Is there a way to run a tap so that it produces SC...
# singer-tap-development
l
Is there a way to run a tap so that it produces SCHEMA records with no actual data? We use
tap-github | target-postgres
and we currently have to run each stream, fetch data from github in order for the target to generate the corresponding tables in the db. Doing this in CI in particular is problematic (time and rate limiting issues). I'm thinking that the tap knows what the data structure is, since it's in the code, so there must be a way for it to tell the target? Something like the discovery mode, but outputing messages instead of a catalog. Did I miss something obvious?
a
Do you mean with the SDK-based tap-github? If so, what about stream maps with a
"__filter__": "1 == 0"
?
I don't think
--test
sends any messages at all right now, but in theory we could make a way to "turn on" it's STDOUT behaviors, which would let it send 0 or 1 records per stream.
l
yes, I mean the sdk-based tap 🙂
I'll look at these 2 options, I'm not familiar with these corners of the code, but I'll report back, hopefully with a PR against tap-github 🤞
thanks for the pointers!
just did a quick check on the above. running
tap-github --test
produced 3065 messages even with a start_date set to this morning, and took 40seconds to run. I did not try the stream map, but I understand it would result in roughly the same behaviour, without actually sending the messages. I did a quick proof of concept for a
--schema
option, which I just made write to a schema message for each stream. It ran in 1 sec and produced 10 messages and no connections. Sadly target-postgres did not produce the tables without data 😅 so I'll keep doing what we currently do, but if you're interested, I can send an MR for the above changes in the sdk, and see if I can do the equivalent change on target-postgres (which is not sdk based, unfortunately).
a
Hi, @laurent - Did
--test
actually send messages? That's great. I didn't realize we were still emitting them (versus parsing them silently). @visch has logged a bug fix MR to solve for the excessive number of records being parsed on child streams, so I think you can expect that resolved once this merges.

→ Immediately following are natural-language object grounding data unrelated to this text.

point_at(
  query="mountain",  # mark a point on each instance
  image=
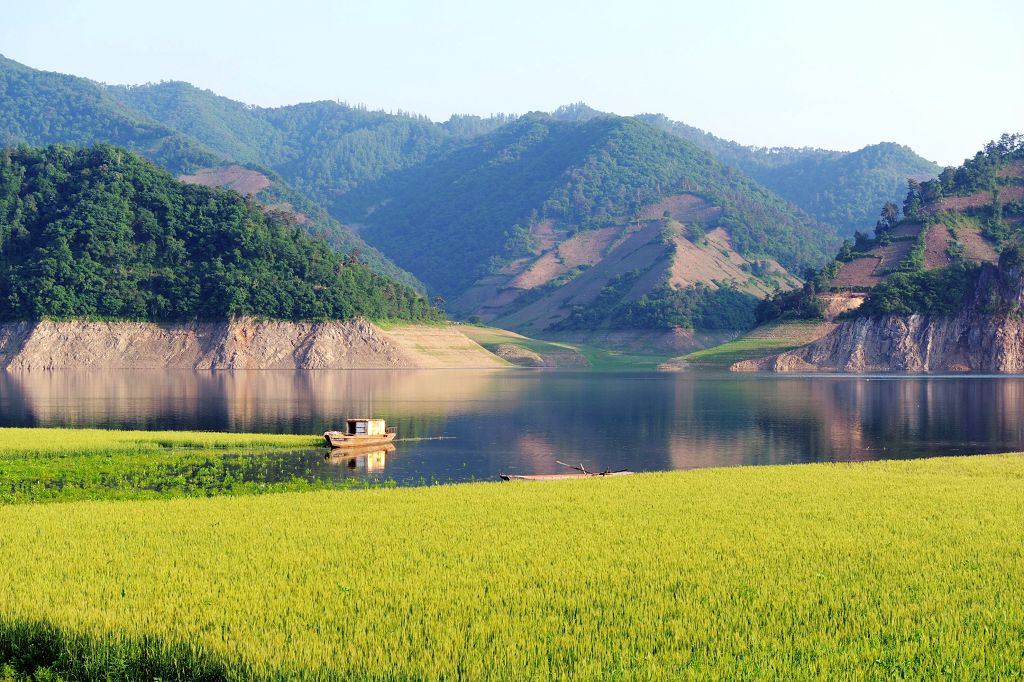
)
(842, 188)
(324, 148)
(942, 287)
(99, 232)
(530, 222)
(41, 108)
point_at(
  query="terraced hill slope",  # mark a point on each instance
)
(547, 225)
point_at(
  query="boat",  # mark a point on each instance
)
(563, 476)
(581, 473)
(359, 433)
(372, 459)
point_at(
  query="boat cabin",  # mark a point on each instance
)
(365, 427)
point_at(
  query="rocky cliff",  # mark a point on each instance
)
(240, 344)
(987, 335)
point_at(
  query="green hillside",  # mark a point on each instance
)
(324, 148)
(842, 188)
(40, 108)
(451, 218)
(101, 232)
(925, 258)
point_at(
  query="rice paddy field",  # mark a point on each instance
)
(879, 570)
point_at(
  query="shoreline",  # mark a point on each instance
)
(815, 569)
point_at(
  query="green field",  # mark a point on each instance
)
(880, 570)
(52, 465)
(763, 341)
(603, 359)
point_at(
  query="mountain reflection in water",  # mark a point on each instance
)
(522, 421)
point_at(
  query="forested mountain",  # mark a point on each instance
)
(542, 218)
(463, 206)
(569, 220)
(101, 232)
(925, 257)
(324, 148)
(843, 188)
(41, 108)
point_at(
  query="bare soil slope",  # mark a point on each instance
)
(243, 180)
(241, 344)
(568, 269)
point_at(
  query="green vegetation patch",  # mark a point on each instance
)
(881, 570)
(764, 341)
(939, 292)
(100, 232)
(64, 465)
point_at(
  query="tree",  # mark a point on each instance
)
(912, 203)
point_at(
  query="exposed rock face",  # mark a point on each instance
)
(241, 344)
(987, 335)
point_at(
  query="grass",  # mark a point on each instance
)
(65, 441)
(879, 570)
(90, 464)
(766, 340)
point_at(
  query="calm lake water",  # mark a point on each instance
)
(465, 425)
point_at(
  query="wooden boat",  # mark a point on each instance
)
(349, 455)
(581, 473)
(373, 459)
(562, 476)
(359, 433)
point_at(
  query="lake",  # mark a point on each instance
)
(471, 425)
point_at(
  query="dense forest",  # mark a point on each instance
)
(41, 108)
(462, 206)
(101, 232)
(979, 200)
(842, 188)
(454, 201)
(324, 148)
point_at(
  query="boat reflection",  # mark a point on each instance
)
(371, 459)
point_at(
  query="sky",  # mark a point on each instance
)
(941, 76)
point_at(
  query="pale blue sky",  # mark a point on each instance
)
(941, 76)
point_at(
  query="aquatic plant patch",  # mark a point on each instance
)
(887, 569)
(61, 465)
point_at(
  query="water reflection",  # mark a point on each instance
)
(522, 421)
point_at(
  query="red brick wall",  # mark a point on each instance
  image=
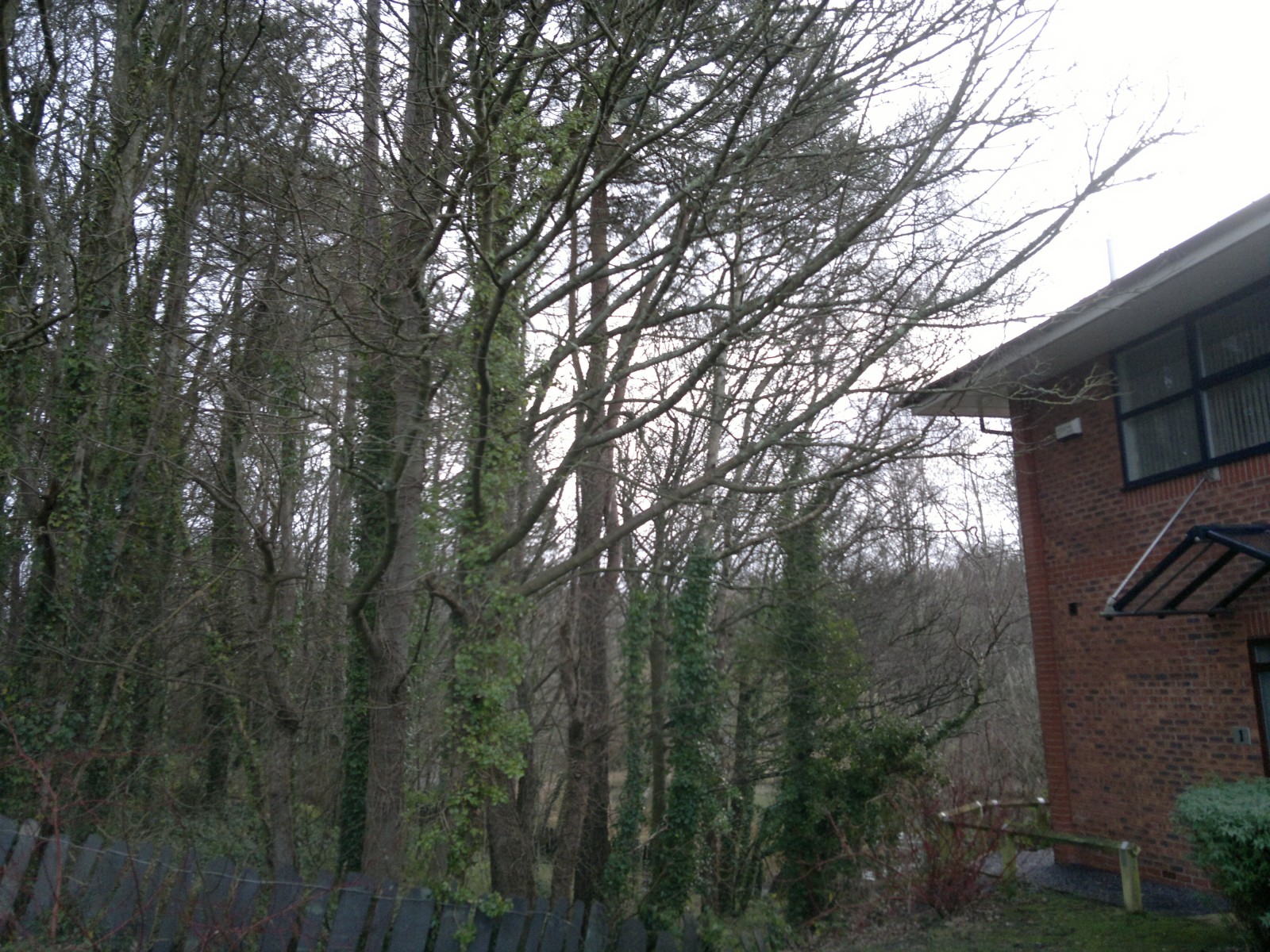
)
(1133, 710)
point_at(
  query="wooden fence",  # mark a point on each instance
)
(120, 896)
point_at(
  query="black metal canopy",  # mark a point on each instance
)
(1203, 574)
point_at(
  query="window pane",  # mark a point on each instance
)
(1161, 440)
(1237, 333)
(1238, 413)
(1153, 371)
(1264, 678)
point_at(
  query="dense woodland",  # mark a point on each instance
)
(463, 441)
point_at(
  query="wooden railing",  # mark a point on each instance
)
(120, 896)
(1130, 879)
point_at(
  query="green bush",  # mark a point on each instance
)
(1229, 825)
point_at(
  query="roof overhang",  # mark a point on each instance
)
(1214, 263)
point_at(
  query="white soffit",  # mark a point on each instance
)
(1204, 268)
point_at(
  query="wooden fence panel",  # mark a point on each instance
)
(356, 892)
(597, 930)
(125, 905)
(283, 912)
(83, 871)
(48, 892)
(633, 937)
(178, 901)
(106, 877)
(131, 899)
(381, 919)
(484, 933)
(16, 867)
(511, 927)
(413, 923)
(315, 913)
(243, 916)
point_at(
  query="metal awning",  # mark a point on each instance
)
(1203, 574)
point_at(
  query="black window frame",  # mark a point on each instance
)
(1199, 385)
(1259, 668)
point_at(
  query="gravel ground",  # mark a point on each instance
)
(1039, 869)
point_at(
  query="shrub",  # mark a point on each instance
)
(1229, 825)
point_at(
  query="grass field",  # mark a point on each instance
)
(1045, 922)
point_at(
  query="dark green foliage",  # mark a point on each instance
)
(372, 466)
(1229, 825)
(624, 858)
(692, 799)
(836, 763)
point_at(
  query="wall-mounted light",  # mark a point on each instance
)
(1068, 431)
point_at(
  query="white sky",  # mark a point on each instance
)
(1210, 61)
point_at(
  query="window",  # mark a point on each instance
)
(1198, 393)
(1261, 685)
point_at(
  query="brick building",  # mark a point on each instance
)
(1141, 425)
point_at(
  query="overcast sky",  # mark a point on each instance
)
(1210, 60)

Sadly target-postgres did not produce the tables without data.
Interesting... I wonder if
--test
should just emit one record each per stream? Currently, I think the behavior is max records = 1 for parents and 0 for non-parents. (Originally was
0
but we needed at least 1 parent record in order to iterate over the child stream types.)
l
I'll keep an eye on that PR, thanks for the link! And I'll look at
target-postgres
to see if there's a way to shortcut all these api calls.
Looping back to this, I opened https://gitlab.com/meltano/sdk/-/merge_requests/218 to propose a solution for it.
target-postgres
actually has an option which I had previously missed which allows this to work
persist_empty_tables